Later he also did Masters in Mass Communication from University of the Punjab, Lahore.

== Career as columnist ==
As columnist, Farrukh wrote many articles for different newspapers. He worked with different Print Media Groups of Pakistan like Royal Media Group, Jehan Pakistan Media Group. He also wrote features for Monthly Hikayat Magazine, Weekly Family Magazine, and Weekly Nai Baat Magazine.

He started his career as Columnist from Daily Din Newspaper in 2012. In 2013, he wrote articles for Jehan Pakistan Newspaper till 2015. Currently, His column appears regularly in Daily Nai Baat from January 2016. His online article can be read on Hamari Web.

== Editor of Paigham Digest, Arqam and Zauq International ==
Farrukh was associated with Monthly Paigham digest as Editor also he is Incharge of Kids Edition of Daily As-Sharq, along with these He is President of PFUC (Pakistan Federal Union of Columnists). 40th Special Issue of Paigham Digest has been issued in the Editorship of Farrukh.

Along with these, Farrukh is Administrator Editor of Quarterly magazine Zauq International and Quarterly magazine of Monthly Arqam. He writes his famous Column "Nawai-e-Haq" for Daily Nawai-e-Waqt Newspaper.

== Chairman of PFUC ==
On May 24, 2018, Farrukh was elected chairman of Pakistan Federal Union of Columnists (PFUC) for 2018–2019 in elections held recently.

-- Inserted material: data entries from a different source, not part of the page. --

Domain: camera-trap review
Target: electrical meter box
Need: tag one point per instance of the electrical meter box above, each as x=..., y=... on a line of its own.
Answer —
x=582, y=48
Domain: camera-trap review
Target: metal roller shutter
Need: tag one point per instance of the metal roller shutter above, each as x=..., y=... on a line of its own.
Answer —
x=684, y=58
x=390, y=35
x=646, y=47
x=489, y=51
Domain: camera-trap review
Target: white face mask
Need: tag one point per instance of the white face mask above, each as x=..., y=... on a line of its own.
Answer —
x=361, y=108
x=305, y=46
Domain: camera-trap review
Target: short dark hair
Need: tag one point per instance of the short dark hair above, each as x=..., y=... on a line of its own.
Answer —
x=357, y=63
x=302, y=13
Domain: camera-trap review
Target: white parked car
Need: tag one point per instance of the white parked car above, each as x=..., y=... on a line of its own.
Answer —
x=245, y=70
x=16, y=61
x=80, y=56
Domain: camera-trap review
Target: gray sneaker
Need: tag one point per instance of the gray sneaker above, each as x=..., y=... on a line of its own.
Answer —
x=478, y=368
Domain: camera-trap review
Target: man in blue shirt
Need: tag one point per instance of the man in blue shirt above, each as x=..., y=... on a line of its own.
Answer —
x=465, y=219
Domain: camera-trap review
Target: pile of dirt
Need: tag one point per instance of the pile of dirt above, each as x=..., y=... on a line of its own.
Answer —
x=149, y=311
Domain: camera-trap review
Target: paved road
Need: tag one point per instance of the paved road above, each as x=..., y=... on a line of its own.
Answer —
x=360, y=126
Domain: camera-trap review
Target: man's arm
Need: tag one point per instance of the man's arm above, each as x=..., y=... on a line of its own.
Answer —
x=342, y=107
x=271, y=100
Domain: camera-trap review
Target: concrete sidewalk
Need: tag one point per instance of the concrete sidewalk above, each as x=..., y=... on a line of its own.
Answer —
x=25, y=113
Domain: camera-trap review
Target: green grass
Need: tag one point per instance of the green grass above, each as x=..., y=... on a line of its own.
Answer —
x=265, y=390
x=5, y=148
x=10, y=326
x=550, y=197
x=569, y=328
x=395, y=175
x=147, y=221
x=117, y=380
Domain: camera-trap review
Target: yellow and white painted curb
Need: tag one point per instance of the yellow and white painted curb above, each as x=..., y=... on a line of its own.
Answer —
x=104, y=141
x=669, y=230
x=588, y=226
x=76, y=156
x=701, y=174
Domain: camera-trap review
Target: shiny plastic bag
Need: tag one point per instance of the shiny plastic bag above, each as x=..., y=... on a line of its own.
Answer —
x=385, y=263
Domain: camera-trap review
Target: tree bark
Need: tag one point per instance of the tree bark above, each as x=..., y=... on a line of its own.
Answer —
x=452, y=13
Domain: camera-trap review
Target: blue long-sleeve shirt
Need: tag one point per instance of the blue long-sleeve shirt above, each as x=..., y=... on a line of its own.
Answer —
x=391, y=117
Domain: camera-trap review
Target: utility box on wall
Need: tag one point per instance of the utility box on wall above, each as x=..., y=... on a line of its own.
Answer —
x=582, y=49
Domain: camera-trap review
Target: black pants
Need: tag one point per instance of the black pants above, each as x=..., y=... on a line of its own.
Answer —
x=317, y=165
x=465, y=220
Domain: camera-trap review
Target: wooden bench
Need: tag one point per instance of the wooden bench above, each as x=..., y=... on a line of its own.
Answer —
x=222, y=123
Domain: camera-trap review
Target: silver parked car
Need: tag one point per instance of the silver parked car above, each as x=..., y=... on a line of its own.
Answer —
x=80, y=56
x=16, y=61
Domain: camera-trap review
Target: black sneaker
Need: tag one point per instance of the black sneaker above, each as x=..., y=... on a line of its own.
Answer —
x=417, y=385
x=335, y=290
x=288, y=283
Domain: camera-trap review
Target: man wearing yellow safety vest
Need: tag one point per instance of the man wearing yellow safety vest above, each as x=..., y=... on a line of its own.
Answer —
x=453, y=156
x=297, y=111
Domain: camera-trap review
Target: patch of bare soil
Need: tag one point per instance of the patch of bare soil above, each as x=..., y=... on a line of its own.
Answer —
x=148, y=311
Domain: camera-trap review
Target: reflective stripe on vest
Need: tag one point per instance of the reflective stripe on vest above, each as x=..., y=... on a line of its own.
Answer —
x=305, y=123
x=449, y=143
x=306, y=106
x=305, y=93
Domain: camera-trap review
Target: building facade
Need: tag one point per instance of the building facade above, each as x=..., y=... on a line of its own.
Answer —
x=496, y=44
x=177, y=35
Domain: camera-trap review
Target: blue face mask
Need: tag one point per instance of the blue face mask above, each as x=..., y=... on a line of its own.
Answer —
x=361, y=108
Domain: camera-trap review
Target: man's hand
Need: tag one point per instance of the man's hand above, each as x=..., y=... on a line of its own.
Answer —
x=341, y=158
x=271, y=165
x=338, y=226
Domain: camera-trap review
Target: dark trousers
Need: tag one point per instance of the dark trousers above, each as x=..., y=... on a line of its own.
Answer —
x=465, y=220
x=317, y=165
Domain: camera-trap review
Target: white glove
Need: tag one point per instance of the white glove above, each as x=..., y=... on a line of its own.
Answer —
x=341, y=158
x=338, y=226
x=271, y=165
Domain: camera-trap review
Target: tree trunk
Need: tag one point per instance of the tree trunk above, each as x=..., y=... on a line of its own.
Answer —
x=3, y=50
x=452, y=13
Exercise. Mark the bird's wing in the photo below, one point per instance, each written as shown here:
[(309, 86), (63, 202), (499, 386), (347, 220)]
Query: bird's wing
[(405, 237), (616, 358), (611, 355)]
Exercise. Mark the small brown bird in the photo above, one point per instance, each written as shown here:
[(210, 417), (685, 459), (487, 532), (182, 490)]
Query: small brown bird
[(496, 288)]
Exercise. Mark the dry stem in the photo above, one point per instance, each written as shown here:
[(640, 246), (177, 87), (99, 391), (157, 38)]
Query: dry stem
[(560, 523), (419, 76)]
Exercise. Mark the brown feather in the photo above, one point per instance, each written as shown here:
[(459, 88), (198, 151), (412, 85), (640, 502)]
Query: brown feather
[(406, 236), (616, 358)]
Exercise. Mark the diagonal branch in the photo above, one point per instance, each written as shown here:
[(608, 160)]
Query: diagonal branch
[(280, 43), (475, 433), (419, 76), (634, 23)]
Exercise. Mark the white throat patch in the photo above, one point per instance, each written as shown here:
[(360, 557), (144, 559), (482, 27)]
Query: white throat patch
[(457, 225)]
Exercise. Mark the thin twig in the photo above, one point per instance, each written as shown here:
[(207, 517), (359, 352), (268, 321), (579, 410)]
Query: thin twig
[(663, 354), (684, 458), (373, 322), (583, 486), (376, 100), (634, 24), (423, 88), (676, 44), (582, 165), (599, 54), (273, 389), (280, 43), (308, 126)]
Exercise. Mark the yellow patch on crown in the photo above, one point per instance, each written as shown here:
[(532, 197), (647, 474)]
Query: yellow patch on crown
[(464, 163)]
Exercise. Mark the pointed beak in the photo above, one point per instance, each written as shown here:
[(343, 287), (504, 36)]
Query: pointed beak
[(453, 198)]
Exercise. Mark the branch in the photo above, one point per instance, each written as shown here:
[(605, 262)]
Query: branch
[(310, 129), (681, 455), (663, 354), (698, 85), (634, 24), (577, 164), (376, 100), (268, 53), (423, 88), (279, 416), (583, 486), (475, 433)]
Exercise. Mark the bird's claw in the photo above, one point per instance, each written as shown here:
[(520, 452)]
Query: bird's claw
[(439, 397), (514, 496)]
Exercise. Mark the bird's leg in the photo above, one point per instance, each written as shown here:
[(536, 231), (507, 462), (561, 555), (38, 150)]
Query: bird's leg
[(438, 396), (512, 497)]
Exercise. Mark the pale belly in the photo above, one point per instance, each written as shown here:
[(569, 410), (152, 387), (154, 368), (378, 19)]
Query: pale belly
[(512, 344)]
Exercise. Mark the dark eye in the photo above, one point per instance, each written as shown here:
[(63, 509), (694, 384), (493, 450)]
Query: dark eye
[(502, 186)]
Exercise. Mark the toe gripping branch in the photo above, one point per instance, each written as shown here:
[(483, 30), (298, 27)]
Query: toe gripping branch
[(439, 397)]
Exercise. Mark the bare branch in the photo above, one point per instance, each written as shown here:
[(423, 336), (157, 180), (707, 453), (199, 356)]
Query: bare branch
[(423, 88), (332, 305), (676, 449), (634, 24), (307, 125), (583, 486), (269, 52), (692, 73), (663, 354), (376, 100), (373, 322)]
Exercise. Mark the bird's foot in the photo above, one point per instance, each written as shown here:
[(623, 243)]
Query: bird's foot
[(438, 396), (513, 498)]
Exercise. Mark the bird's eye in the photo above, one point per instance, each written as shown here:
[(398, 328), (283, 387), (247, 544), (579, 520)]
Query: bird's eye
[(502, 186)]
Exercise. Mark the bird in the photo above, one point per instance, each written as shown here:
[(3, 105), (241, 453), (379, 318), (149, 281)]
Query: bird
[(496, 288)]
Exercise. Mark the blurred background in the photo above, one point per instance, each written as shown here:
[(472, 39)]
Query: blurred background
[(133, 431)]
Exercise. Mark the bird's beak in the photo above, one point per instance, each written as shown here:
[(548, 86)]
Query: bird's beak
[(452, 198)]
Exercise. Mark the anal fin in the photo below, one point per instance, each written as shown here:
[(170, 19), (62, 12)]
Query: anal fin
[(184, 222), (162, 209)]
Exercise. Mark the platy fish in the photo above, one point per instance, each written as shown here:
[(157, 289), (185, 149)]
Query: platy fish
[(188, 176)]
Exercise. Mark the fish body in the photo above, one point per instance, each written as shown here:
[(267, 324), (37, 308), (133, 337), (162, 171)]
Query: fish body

Farrukh is one of the founding members of PFUC and he was President of Pakistan Federal Union of Columnists (PFUC) .

== Geo News ==
He is an associate with PTV News as Content Producer & Researcher.

== Other activities ==
Farrukh is fellow in Mass Communication in University of the Punjab, Lahore, and he is most active in different activities in that department. On Friday December 11, 2015, he elected Founder-President of PU-ICS, Punjab University's Institute of Communication Studies. On January 20, 2016, he and his friends celebrated the 143rd birthday of Maulana Zafar Ali Khan in Maulana Zafar Ali Khan's Library of that department.

== Award ==
Farrukh was awarded by renowned Columnist and Chief Editor of Daily Pakistan Newspaper Mr. Mujib-ur-Rehman Shami in Annually Workshop of PFUC.